Model loaded for inference performs like a random init

I’ve trained a Transformer to perform translation. The final loss before saving the state dict was ~20, on reloading and running inference it is ~82 (close to starting loss which was 103).
I’ve been banging my head against the wall for days on this one. Does anyone have any idea on where to start with finding the issue?

Setup details:
torch version: 1.7.1
device: 2x GPU
Below I put my code snippets:

Saving the model:

torch.save(model.state_dict(), best_path)

Loading the model:

model = Model(config, vocab)

if torch.cuda.device_count() > 1:
    model = nn.DataParallel(model)
model.load_state_dict(torch.load(best_path))
model.to(config.device)
model.eval()

I set the random seed at the start of each session like this:

def set_seed(seed):
    torch.manual_seed(seed)
    torch.cuda.manual_seed_all(seed)
    torch.backends.cudnn.deterministic = True
    torch.backends.cudnn.benchmark = False
    np.random.seed(seed)
    random.seed(seed)
    os.environ['PYTHONHASHSEED'] = str(seed)

set_seed(config.seed)

I use the same pre-tokenised (SPM) data each time. I load it in the following way:


def dataset_fn(df, root, fields, seed=1234, dev_size=1000):
    train, dev, test = np.split(df.sample(frac=1, random_state=seed), [len(df) - 2 * dev_size, len(df) - dev_size])
    train.to_csv(os.path.join(root, "train.csv"), index=False)
    dev.to_csv(os.path.join(root, "dev.csv"), index=False)
    test.to_csv(os.path.join(root, "test.csv"), index=False)
    train, dev, test = TabularDataset.splits(
        path=root,
        train='train.csv',
        validation='dev.csv',
        test='test.csv',
        format='csv',
        fields=fields)
    return train, dev, test

device = config.device
print("Device:{}".format(device))
root = config.data_path
seed = config.seed
data_paths = {'pre_src': os.path.join(root, config.pre_src_path),
                  'pre_trg': os.path.join(root, config.pre_trg_path)}
for key, value in data_paths.items():
    df = pd.read_csv(value, sep='delimiter', index_col=None, header=None, skip_blank_lines=False)
    dfs[key] = df
pre_df = make_df(dfs['pre_src'], dfs['pre_trg'])
print("Data loaded.\n")

TEXT = Field(tokenize=tokenize,
             init_token='<sos>',
             eos_token='<eos>',
             lower=False,
             batch_first=True)
print("Field defined")
data_fields = [('src', TEXT), ('trg', TEXT)]

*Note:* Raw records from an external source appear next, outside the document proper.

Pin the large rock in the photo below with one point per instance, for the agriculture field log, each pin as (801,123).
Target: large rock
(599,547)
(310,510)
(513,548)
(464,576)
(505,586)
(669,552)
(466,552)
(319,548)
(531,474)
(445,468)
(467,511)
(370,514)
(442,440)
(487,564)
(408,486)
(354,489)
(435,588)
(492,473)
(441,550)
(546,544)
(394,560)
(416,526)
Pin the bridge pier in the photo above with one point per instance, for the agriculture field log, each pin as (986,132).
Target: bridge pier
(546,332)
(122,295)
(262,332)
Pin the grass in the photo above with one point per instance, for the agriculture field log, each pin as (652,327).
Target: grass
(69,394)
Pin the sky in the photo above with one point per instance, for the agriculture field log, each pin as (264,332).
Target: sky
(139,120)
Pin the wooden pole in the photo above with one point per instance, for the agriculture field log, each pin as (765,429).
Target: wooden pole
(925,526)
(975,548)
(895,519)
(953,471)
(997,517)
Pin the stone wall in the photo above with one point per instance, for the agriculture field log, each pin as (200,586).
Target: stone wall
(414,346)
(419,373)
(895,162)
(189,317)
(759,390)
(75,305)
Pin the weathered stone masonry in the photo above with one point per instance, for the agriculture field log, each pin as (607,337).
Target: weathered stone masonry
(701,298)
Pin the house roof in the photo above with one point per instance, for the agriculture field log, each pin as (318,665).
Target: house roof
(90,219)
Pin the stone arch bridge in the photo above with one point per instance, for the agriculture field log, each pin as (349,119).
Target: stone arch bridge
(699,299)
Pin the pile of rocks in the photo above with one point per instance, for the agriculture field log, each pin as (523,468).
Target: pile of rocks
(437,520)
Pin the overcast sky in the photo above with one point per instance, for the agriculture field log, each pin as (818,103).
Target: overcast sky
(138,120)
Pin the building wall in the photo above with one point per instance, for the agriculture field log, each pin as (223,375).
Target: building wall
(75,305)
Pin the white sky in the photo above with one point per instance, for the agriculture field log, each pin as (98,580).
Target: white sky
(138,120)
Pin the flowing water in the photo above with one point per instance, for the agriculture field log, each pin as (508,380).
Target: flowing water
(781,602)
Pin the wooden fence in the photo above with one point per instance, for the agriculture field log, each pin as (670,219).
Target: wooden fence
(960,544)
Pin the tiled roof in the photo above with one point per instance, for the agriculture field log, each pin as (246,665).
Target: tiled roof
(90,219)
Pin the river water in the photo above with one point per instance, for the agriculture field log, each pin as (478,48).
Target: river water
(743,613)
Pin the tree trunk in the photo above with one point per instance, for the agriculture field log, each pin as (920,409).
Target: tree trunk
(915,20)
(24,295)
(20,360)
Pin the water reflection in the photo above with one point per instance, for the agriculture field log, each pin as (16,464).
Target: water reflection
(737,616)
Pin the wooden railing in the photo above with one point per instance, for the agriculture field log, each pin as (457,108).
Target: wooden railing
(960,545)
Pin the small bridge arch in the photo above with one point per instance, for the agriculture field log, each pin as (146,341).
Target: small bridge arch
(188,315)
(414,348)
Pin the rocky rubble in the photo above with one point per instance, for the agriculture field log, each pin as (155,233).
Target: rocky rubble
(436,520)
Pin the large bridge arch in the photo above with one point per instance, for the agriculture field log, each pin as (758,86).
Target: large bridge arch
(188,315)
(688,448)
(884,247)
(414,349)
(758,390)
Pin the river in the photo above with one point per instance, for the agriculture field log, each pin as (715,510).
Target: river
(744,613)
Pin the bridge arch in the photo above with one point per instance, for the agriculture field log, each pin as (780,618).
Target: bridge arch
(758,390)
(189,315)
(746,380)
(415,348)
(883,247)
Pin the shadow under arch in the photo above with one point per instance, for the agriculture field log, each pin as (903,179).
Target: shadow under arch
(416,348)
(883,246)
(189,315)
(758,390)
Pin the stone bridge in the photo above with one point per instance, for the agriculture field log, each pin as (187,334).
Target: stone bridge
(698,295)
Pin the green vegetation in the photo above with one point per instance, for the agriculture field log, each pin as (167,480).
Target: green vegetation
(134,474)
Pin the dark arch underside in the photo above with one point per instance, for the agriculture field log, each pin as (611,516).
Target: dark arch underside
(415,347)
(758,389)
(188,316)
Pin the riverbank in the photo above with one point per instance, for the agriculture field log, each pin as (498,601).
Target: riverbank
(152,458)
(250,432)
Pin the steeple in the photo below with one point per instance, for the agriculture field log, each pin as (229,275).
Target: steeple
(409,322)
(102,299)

train_pre_set, dev_pre_set, test_pre_set = dataset_fn(pre_df, root, data_fields, seed=seed, dev_size=1000)

# vocab is read using pickle from a .pkl file, previously generated using .build_vocab on this data and saved to .pkl
vocab = read_vocab(config.vocab_file)
TEXT.vocab = vocab

dataiter_fn = lambda dataset, train: BucketIterator(
    dataset=dataset,
    batch_size=config.batch_size,
    shuffle=train,
    repeat=train,
    sort_key=lambda x: len(x.trg),
    sort_within_batch=False,
    device=device
)
# Create iterators
train_pre_iter = dataiter_fn(train_pre_set, True)
dev_pre_iter = dataiter_fn(dev_pre_set, False)
test_pre_iter = dataiter_fn(test_pre_set, False)
# This is wrapped in a function which returns iters & vocab
#return train_pre_iter, dev_pre_iter, test_pre_iter, vocab

Let me know if you need any more info!

These issues are often caused by a difference in the model usage or the data loading.
To isolate the root cause further, you could store the outputs of the trained model using a static input (e.g. torch.ones) after calling model.eval() and before saving the state_dict().
Afterwards, load the model in your inference script and compare the reference outputs to a new run using the same static inputs. If these outputs differ, the difference would come from the model itself and you could debug further what might be causing the difference (missing keys in the state_dict etc.).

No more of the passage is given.